33Types of Review Tasks

Single-item

Review of single words or expressions does not have to be done through encountering them in full sentences.

Reminding students of the meaning or form of individual items is also very useful and a lot quicker than working on full contexts.

Going through the target items and reminding students of what they mean.

Giving students a few minutes so that they look through their vocabulary notebooks during lesson time.

Writing up the items on the board and asking students to identify those they do not remember so that you can re-teach them.

34Types of Review Tasks (cont’d)

Items in context

Asking students to engage with (understand and produce) items within a sentence takes longer. However, it provides for review and deeper learning of aspects of the word (grammar, collocation etc.).

Some examples

Compose sentences: Students compose sentences that contextualize items.

Compose a story: In groups, students make up stories that contextualize as many as possible items from those recently taught.
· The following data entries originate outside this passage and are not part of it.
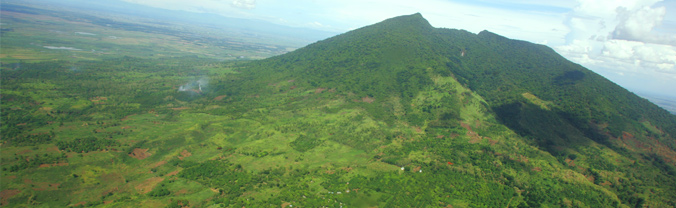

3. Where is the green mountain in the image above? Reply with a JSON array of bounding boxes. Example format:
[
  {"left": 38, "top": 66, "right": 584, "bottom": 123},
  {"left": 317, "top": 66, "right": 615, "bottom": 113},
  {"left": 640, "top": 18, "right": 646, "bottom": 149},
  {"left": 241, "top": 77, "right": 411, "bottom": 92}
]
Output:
[{"left": 2, "top": 14, "right": 676, "bottom": 207}]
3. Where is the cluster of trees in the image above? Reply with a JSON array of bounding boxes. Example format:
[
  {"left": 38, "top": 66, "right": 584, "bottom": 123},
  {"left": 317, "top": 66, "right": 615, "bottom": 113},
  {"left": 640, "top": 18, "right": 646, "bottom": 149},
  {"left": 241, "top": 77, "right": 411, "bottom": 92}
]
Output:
[{"left": 56, "top": 136, "right": 120, "bottom": 153}]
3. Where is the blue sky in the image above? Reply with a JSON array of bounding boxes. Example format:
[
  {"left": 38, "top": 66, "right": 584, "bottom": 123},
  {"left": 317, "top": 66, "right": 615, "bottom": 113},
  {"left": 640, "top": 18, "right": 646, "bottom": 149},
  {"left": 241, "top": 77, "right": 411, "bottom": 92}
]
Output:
[{"left": 125, "top": 0, "right": 676, "bottom": 97}]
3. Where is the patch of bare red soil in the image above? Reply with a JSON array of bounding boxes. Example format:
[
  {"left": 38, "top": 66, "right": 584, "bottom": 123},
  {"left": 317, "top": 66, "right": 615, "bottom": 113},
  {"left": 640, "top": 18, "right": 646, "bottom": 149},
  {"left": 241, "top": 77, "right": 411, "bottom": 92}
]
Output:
[
  {"left": 136, "top": 177, "right": 164, "bottom": 194},
  {"left": 178, "top": 150, "right": 192, "bottom": 160},
  {"left": 361, "top": 96, "right": 376, "bottom": 103},
  {"left": 0, "top": 189, "right": 21, "bottom": 206},
  {"left": 214, "top": 95, "right": 228, "bottom": 101}
]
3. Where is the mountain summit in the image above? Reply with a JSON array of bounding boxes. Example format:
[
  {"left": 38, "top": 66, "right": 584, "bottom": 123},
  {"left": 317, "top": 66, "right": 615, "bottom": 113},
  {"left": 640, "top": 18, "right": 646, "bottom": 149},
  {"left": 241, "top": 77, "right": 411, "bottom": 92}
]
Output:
[
  {"left": 5, "top": 14, "right": 676, "bottom": 207},
  {"left": 217, "top": 13, "right": 676, "bottom": 206}
]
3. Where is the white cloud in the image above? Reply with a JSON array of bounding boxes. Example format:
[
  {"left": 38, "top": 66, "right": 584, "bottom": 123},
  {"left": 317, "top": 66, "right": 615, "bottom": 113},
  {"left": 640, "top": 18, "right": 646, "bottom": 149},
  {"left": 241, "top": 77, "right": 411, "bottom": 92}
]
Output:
[
  {"left": 232, "top": 0, "right": 256, "bottom": 9},
  {"left": 554, "top": 0, "right": 676, "bottom": 95}
]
Find collocations: Students are given single words and find collocat.

35Practical Tips

Get students to review on their own: Explain to students the importance of vocabulary review and urge them to use vocabulary notebooks to remind themselves of the vocabulary items at home.

36Practical tips (cont’d)

Use word cards: Word cards are slips of stiff paper with the target item on one side and the L1 translation on the other.

37Practical tips (cont’d)

List new items on mobile phones: Tell students to note the new items either on their mobile phone or any other electronic equipment.
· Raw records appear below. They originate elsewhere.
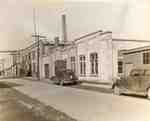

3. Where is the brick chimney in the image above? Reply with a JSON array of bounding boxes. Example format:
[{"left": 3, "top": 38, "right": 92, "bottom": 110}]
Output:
[{"left": 62, "top": 14, "right": 67, "bottom": 42}]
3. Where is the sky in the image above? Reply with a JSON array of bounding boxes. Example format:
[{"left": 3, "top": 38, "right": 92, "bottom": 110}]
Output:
[{"left": 0, "top": 0, "right": 150, "bottom": 50}]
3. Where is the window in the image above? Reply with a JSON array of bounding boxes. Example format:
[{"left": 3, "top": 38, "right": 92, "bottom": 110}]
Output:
[
  {"left": 143, "top": 52, "right": 150, "bottom": 64},
  {"left": 80, "top": 55, "right": 86, "bottom": 76},
  {"left": 32, "top": 51, "right": 35, "bottom": 60},
  {"left": 118, "top": 61, "right": 123, "bottom": 73},
  {"left": 33, "top": 63, "right": 36, "bottom": 73},
  {"left": 90, "top": 53, "right": 98, "bottom": 75},
  {"left": 42, "top": 45, "right": 45, "bottom": 55},
  {"left": 71, "top": 56, "right": 76, "bottom": 72}
]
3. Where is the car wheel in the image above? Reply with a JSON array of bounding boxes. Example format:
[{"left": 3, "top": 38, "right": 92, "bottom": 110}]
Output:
[
  {"left": 147, "top": 88, "right": 150, "bottom": 100},
  {"left": 60, "top": 80, "right": 64, "bottom": 86},
  {"left": 114, "top": 86, "right": 120, "bottom": 95}
]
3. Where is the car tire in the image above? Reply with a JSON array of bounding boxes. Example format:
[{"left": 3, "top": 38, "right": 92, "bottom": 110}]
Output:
[
  {"left": 60, "top": 80, "right": 64, "bottom": 86},
  {"left": 114, "top": 85, "right": 120, "bottom": 95},
  {"left": 147, "top": 88, "right": 150, "bottom": 100}
]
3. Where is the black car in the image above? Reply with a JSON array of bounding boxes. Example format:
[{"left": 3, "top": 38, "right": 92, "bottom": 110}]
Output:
[
  {"left": 113, "top": 65, "right": 150, "bottom": 99},
  {"left": 51, "top": 69, "right": 78, "bottom": 85}
]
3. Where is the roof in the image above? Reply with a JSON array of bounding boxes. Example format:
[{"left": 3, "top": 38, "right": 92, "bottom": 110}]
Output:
[
  {"left": 133, "top": 64, "right": 150, "bottom": 70},
  {"left": 122, "top": 45, "right": 150, "bottom": 54},
  {"left": 74, "top": 30, "right": 112, "bottom": 41},
  {"left": 112, "top": 38, "right": 150, "bottom": 43}
]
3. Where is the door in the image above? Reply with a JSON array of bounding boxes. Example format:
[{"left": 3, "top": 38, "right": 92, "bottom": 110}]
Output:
[
  {"left": 124, "top": 63, "right": 133, "bottom": 77},
  {"left": 44, "top": 64, "right": 49, "bottom": 78}
]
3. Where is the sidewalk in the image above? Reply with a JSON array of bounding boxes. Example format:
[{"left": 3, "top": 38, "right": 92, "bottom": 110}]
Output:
[{"left": 2, "top": 79, "right": 150, "bottom": 121}]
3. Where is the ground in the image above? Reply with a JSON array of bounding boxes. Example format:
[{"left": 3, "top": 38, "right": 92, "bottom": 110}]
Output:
[
  {"left": 0, "top": 79, "right": 150, "bottom": 121},
  {"left": 0, "top": 81, "right": 75, "bottom": 121}
]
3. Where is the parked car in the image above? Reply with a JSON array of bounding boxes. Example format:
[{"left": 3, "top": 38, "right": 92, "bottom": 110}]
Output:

Display new vocabulary (semi)-permanently: New vocabulary can be displayed on the classroom wall or on the board.

Recall at the end of the lesson: Use your lesson summary time to remind students of the new items they have learned.

Go back to earlier items: Remember to occasionally review items you taught a month or two ago.

38Vocabulary Assessment

We need to check how much of the vocabulary we have taught has been mastered by students.
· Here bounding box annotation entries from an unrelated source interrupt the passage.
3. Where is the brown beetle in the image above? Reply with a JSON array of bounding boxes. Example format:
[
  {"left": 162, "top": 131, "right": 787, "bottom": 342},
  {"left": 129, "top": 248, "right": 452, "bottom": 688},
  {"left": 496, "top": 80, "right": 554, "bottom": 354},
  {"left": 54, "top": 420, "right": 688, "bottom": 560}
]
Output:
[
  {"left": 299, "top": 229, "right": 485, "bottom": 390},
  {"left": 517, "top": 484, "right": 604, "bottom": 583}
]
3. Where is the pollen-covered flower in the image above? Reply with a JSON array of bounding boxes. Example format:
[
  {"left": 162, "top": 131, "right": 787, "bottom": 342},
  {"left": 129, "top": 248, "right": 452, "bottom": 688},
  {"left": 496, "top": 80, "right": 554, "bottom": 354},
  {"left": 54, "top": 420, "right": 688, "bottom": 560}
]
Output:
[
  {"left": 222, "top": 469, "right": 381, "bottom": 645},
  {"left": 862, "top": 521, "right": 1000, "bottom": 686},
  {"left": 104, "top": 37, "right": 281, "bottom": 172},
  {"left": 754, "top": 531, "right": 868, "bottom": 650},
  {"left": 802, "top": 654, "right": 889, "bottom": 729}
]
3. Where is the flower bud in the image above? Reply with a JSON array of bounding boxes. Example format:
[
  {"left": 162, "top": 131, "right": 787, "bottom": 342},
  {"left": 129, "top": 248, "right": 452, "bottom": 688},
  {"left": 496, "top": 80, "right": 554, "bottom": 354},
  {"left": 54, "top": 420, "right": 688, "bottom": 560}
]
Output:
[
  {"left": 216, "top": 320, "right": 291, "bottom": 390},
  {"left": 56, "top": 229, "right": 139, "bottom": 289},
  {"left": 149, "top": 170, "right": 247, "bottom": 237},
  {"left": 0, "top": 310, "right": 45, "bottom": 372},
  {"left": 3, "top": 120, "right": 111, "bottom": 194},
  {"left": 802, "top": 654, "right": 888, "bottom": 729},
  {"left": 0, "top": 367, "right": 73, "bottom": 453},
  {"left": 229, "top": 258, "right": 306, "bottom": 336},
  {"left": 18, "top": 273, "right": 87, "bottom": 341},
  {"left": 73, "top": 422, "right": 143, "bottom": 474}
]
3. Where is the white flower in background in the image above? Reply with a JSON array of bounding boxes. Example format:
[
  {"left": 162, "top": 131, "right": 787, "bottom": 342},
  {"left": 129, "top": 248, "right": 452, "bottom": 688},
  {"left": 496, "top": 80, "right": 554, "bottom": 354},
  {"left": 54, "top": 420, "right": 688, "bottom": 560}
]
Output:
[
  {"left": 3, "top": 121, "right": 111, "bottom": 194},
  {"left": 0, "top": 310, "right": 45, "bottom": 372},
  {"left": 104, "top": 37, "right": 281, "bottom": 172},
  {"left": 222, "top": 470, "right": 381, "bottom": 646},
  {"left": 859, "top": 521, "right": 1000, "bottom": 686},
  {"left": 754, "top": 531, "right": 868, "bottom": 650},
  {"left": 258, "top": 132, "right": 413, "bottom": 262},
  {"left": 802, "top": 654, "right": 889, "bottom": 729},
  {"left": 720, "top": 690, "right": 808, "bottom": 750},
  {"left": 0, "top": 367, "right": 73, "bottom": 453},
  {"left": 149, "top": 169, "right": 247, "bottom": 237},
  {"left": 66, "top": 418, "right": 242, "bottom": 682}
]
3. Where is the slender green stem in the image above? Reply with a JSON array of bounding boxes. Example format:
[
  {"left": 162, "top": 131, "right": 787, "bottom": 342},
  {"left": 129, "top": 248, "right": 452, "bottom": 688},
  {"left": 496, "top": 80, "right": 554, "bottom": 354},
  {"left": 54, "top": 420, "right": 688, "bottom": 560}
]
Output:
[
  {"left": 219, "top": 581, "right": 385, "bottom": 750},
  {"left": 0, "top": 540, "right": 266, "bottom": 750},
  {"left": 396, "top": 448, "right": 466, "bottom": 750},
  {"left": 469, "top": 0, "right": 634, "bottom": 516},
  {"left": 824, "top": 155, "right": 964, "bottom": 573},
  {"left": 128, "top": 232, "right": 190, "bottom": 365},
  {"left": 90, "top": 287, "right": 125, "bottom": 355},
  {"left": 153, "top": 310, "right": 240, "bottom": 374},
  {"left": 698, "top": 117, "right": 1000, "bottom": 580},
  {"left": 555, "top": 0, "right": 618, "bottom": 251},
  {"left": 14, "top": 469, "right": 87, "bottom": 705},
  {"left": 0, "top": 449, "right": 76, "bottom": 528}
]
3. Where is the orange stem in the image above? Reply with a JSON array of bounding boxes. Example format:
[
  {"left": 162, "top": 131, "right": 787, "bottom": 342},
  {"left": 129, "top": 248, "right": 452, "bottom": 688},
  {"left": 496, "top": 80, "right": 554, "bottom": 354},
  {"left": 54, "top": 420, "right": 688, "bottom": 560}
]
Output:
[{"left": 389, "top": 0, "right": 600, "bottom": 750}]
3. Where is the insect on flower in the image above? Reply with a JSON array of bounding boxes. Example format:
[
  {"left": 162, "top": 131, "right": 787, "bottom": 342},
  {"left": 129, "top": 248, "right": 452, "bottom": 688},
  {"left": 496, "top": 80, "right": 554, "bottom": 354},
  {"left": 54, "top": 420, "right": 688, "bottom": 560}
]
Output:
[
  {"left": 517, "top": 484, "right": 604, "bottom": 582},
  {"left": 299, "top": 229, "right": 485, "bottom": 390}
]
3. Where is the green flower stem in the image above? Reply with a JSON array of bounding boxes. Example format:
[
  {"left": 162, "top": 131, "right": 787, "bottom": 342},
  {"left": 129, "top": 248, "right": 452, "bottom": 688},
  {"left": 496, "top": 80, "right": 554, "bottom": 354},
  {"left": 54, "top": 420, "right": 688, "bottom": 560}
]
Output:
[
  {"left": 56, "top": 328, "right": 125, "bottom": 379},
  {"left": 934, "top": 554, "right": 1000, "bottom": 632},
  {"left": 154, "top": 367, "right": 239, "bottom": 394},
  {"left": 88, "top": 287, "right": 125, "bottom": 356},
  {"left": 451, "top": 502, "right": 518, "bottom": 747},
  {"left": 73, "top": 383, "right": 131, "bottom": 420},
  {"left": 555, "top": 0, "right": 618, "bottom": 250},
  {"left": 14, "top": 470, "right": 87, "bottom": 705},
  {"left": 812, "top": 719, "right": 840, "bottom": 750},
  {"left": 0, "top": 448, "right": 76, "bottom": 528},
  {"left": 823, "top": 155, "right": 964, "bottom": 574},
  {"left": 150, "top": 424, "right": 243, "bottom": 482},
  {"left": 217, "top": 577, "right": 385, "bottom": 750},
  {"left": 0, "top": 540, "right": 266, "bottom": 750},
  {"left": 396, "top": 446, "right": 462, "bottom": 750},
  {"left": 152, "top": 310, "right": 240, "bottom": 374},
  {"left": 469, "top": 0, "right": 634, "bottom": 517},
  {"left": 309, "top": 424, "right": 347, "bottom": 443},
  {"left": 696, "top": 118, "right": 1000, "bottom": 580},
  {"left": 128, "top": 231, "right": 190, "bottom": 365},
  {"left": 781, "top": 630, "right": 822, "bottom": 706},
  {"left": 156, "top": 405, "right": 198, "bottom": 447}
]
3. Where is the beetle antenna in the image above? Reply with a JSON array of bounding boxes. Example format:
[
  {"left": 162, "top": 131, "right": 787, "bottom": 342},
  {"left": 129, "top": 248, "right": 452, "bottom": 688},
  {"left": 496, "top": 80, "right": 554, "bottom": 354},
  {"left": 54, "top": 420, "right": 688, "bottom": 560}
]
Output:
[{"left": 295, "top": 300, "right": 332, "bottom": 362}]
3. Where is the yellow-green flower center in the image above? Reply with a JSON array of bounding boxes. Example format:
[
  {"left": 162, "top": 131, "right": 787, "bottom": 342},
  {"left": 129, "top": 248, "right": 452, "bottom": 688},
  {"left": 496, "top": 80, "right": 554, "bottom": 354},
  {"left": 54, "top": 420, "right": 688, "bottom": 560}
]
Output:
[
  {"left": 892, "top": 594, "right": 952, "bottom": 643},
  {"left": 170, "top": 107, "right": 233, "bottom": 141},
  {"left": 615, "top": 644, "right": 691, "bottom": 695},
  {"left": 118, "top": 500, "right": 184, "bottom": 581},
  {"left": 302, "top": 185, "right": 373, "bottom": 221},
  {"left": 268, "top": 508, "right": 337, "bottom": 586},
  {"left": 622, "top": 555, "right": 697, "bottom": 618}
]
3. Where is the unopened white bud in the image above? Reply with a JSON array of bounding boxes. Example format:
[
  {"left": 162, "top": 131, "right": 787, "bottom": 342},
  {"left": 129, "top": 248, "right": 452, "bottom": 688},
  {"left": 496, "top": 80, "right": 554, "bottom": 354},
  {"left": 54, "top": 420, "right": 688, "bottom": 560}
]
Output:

It is useful to do an assessment of how much vocabulary students know overall.

This is done by way of a variety of vocabulary tests.

39Vocabulary Assessment (cont’d)

Tests of target vocabulary

Most vocabulary tests target specific sets of items, but how and what they test often varies. For any particular test you need to ask: Does this test only check understanding (receptive knowledge) of the

target items or does it find out if students can actually say or write them when needed (productive knowledge).

Does it test spoken or written knowledge of the item, or both?

Does it require students to contextualize the item or just understand or produce in isolation?

Does it provide for objective assessment (such as multiple-choice) or does it need some measure of subjective judgment (open sent. writing)?

40Common vocabulary test formats

Multiple-choice: Students mark the right option of several possibilities.

Gapfills: Students fill in a single gap in a sentence with the right word.

Focused cloze: A full, coherent text is supplied with the target items missing; students fill in the appropriate items.

One-to-one matching: Students match appropriate items from parallel lists: this could be matching a word to its definition, or matching opposites.

Dictation: Students write down items from the teacher’s dictation. A variation of this is translation-dictation. Q. How does it work?

41Common vocabulary test formats (cont’d)

Sentence completion: Students are given the beginning of sentences that include the target item, and complete them to demnstrate understanding.

Say if you know it: Students simply state whether they know the given item or not. If they say they do, they use it in a sentence.

Translate: Students translate the item, isolated or in a sentence context, to or from L1.

Read aloud: Students read aloud the items, showing they can pronounce them properly

What is in the picture?: Students tell orally what items they can see in the picture.

42Common vocabulary test formats (cont’d)

Do the task on page 73.

How many words do you know?

43Vocabulary Teaching

Suppose you are about to teach a set of new vocabulary items to elementary students in the lesson. Here is the vocabulary list:

Vocabulary

boy door girl picture wall

clock floor person room window

Prepare a lesson plan that shows how you would introduce these new words to your students.